Creating, Validating and Pruning the Decision Tree in R | Edureka Blog

Business Analytics with R (29 Blogs) Become a Certified Professional

Become a Certified Professional

R for Data Science is a must learn for Data Analysis & Data Science professionals. With its growth in the IT industry, there is a booming demand for skilled Data Scientists who have an understanding of the major concepts in R. One such concept, is the Decision Tree.

In this blog we will discuss :

1. How to create a decision tree for the admission data.

2. Use rattle to plot the tree.

3. Validation of decision tree using the ‘Complexity Parameter’ and cross validated error.

4. Prune the tree on the basis of these parameters to create an optimal decision tree.

To understand what are decision trees and what is the statistical mechanism behind them, you can read this post : How To Create A Perfect Decision Tree

Creating, Validating and Pruning Decision Tree in R

To create a decision tree in R, we need to make use of the functions rpart(), or tree(), party(), etc.

rpart() package is used to create the tree. It allows us to grow the whole tree using all the attributes present in the data.

> library("rpart")
> setwd("D://Data")
> data <- read.csv("Gre_Coll_Adm.csv")
> str(data)
 'data.frame': 400 obs. of 5 variables:
 $ X : int 1 2 3 4 5 6 7 8 9 10 ...
 $ Admission_YN : int 0 1 1 1 0 1 1 0 1 0 ...
 $ Grad_Rec_Exam: int 380 660 800 640 520 760 560 400 540 700 ...
 $ Grad_Per : num 3.61 3.67 4 3.19 2.93 3 2.98 3.08 3.39 3.92 ...
 $ Rank_of_col : int 3 3 1 4 4 2 1 2 3 2 ...
> View(data)

> adm_data<-as.data.frame(data)
> tree <- rpart(Admission_YN ~ adm_data$Grad_Rec_Exam + adm_data$Grad_Per+ adm_data$Rank_of_col,
 + data=adm_data,
 + method="class")

rpart syntax takes ‘dependent attribute’ and the rest of the attributes are independent in the analysis.

Admission_YN : Dependent Attribute. As admission depends on the factors score, rank of college, etc.

Grad_Rec_Exam, Grad_Per, and Rank_of_col : Independent Attributes

rpart() returns a Decison tree created for the data.

If you plot this tree, you can see that it is not visible, due to the limitations of the plot window in the R console.

> plot(tree)
> text(tree, pretty=0)

Let us try to fix it:

Use rattle to plot the tree:

To enhance it, let us take some help from rattle :

> library(rattle)
> rattle()

Rattle() is one unique feature of R which is specifically built for data mining in R. It provides its own GUI apart from the R Console which makes it easier to analyze data.
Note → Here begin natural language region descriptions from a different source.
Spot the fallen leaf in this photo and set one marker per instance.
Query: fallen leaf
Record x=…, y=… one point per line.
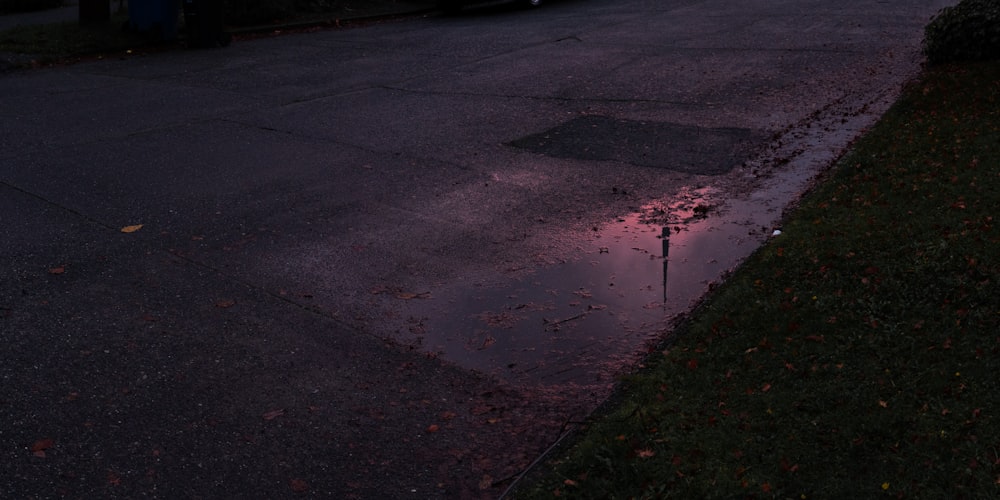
x=273, y=414
x=486, y=482
x=298, y=485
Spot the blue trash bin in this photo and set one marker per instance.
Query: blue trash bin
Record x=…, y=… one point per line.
x=158, y=17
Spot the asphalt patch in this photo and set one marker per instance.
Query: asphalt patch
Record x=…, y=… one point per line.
x=673, y=146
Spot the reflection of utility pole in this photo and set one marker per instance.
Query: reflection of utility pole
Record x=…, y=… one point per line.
x=665, y=237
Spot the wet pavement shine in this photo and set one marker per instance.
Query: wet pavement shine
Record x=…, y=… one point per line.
x=397, y=260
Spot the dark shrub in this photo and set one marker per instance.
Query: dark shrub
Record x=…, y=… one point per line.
x=253, y=12
x=968, y=31
x=27, y=5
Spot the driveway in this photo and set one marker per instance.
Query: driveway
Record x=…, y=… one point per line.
x=401, y=260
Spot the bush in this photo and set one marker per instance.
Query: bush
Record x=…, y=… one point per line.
x=27, y=5
x=252, y=12
x=968, y=31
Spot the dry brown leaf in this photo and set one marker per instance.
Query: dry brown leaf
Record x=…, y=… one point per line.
x=298, y=485
x=273, y=414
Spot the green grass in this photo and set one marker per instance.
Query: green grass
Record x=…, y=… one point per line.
x=68, y=40
x=854, y=356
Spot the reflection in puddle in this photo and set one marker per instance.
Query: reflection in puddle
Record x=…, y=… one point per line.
x=579, y=321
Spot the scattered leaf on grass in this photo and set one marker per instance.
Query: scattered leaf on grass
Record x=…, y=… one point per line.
x=273, y=414
x=298, y=485
x=38, y=449
x=486, y=482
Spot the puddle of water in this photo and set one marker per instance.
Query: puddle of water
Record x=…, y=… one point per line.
x=581, y=322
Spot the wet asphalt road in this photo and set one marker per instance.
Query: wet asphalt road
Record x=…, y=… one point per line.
x=315, y=207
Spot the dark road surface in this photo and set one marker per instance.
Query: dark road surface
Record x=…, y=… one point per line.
x=394, y=261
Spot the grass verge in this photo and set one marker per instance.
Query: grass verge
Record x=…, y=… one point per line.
x=54, y=42
x=853, y=356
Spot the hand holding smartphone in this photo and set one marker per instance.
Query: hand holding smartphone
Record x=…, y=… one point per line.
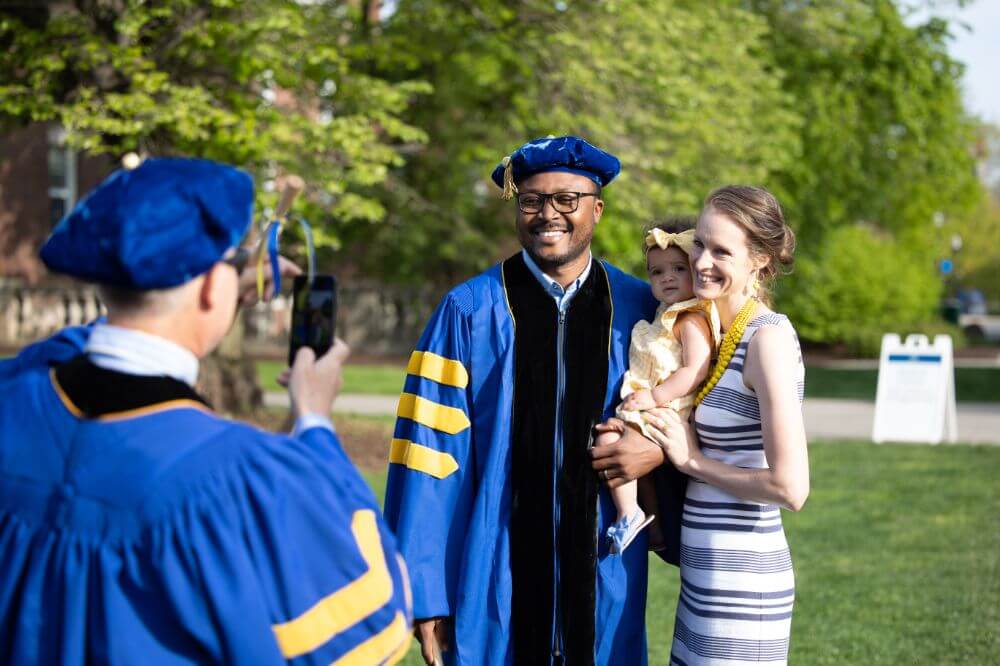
x=314, y=315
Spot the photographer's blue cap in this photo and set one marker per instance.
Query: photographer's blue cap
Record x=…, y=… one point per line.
x=153, y=227
x=564, y=153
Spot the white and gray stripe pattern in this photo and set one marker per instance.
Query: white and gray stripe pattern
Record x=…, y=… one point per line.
x=737, y=583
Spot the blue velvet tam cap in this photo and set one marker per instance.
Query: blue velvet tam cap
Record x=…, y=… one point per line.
x=564, y=153
x=153, y=227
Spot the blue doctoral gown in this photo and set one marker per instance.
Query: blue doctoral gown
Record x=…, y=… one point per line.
x=164, y=534
x=480, y=402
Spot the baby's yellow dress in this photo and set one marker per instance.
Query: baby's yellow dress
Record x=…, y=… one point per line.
x=655, y=354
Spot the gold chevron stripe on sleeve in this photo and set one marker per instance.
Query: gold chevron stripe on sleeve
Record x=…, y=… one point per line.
x=422, y=458
x=438, y=368
x=446, y=419
x=348, y=605
x=387, y=646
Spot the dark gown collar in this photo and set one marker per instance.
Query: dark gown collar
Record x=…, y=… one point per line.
x=91, y=391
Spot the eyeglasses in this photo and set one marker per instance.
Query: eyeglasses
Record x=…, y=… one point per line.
x=238, y=259
x=563, y=202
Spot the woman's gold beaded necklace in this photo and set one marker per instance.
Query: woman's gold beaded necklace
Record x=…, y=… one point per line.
x=728, y=346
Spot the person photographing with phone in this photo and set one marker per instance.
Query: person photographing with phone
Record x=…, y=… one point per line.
x=137, y=526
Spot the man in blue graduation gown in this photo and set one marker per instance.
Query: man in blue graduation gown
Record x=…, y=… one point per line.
x=137, y=526
x=491, y=493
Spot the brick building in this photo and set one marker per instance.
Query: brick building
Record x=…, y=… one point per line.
x=40, y=181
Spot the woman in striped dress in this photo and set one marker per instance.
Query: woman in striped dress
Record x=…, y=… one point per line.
x=746, y=450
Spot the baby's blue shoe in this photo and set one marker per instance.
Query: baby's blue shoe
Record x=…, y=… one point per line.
x=625, y=530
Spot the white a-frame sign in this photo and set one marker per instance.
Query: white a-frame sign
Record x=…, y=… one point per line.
x=915, y=401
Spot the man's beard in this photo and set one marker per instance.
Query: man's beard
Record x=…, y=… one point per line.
x=575, y=250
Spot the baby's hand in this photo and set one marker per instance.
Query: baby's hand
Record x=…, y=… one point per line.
x=639, y=401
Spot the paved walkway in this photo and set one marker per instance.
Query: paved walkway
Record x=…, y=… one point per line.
x=978, y=422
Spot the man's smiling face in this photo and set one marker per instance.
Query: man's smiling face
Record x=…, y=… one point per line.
x=554, y=239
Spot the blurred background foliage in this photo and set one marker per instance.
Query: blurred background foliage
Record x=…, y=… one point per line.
x=396, y=113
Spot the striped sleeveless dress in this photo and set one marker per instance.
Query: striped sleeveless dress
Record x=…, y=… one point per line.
x=737, y=585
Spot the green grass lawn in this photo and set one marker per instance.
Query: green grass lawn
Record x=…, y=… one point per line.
x=364, y=379
x=971, y=384
x=896, y=553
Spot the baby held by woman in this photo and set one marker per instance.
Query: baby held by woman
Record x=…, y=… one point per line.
x=669, y=359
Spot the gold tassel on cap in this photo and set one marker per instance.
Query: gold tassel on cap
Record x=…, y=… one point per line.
x=509, y=188
x=131, y=161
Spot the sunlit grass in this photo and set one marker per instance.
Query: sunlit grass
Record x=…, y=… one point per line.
x=896, y=554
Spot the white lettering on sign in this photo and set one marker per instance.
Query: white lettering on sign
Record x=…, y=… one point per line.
x=915, y=400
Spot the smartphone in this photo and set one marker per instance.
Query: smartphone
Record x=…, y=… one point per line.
x=314, y=315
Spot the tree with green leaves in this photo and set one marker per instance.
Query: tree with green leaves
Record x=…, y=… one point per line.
x=273, y=86
x=270, y=85
x=680, y=91
x=886, y=151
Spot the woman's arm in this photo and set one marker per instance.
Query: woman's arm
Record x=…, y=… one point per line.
x=695, y=337
x=770, y=370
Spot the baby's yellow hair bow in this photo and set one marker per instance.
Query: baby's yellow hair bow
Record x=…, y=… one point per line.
x=664, y=239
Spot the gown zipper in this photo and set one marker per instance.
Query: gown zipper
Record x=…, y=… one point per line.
x=557, y=638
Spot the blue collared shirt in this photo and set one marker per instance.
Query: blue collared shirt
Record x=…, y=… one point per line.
x=562, y=296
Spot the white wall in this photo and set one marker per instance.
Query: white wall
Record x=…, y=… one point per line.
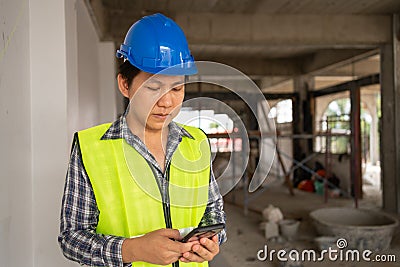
x=47, y=93
x=15, y=136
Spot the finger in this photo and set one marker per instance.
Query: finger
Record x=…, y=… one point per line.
x=192, y=257
x=183, y=259
x=210, y=245
x=180, y=247
x=203, y=252
x=170, y=233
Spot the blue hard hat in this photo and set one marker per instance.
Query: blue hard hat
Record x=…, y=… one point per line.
x=156, y=44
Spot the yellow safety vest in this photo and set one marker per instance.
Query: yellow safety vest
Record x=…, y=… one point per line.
x=126, y=191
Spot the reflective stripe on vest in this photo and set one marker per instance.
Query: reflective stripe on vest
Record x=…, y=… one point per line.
x=126, y=190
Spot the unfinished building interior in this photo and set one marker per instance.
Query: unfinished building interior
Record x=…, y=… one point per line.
x=326, y=118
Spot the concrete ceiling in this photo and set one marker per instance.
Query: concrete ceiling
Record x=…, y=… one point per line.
x=267, y=38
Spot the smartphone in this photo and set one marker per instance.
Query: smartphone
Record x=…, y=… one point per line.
x=204, y=231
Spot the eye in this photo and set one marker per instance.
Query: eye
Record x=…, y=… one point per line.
x=153, y=88
x=177, y=88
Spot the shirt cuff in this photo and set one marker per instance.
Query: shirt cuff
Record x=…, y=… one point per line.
x=112, y=252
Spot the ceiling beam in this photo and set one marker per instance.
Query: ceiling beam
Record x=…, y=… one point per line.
x=327, y=60
x=335, y=31
x=256, y=67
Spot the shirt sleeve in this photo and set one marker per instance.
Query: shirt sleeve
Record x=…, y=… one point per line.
x=79, y=217
x=214, y=212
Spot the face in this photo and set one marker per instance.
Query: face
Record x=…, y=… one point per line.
x=155, y=99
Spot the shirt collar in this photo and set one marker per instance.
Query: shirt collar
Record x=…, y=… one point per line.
x=119, y=129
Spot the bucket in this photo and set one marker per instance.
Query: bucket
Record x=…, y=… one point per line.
x=289, y=228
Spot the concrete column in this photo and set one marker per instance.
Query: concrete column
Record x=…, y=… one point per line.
x=49, y=141
x=108, y=83
x=302, y=116
x=390, y=122
x=355, y=166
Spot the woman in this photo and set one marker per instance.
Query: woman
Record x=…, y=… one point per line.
x=132, y=184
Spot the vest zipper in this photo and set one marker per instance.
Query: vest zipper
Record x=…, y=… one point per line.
x=167, y=207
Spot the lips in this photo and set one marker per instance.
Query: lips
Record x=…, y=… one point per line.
x=161, y=115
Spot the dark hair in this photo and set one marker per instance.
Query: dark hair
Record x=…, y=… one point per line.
x=128, y=71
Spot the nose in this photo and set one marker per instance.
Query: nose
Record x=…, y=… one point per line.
x=165, y=100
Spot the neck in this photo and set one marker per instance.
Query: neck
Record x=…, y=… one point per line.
x=147, y=135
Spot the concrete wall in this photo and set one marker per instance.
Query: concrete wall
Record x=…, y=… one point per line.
x=48, y=92
x=15, y=131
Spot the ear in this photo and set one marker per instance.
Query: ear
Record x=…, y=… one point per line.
x=123, y=85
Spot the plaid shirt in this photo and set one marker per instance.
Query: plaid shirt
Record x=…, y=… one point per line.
x=79, y=214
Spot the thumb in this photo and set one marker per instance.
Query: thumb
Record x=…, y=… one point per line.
x=171, y=233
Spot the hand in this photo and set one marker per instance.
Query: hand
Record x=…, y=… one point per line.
x=157, y=247
x=205, y=251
It has built-in graphics, which provides us better visualizations as well. Here we will use just the plotting capabilities of Rattle to achieve a decent decision tree plot.

> library(rpart.plot)
> library(RColorBrewer)

rpart.plot() and RcolorBrewer() functions help us to create a beautiful plot. ‘rpart.plot()’ plots rpart models. It extends plot.rpart and text.rpart in the rpart package. RcolorBrewer() provides us with beautiful color palettes and graphics for the plots.

> fancyRpartPlot(tree)

This was a simple and efficient way to create a Decision Tree in R. But are you sure that this is the optimal ‘Decision Tree’ for this data? If not, the following validation checks will help you.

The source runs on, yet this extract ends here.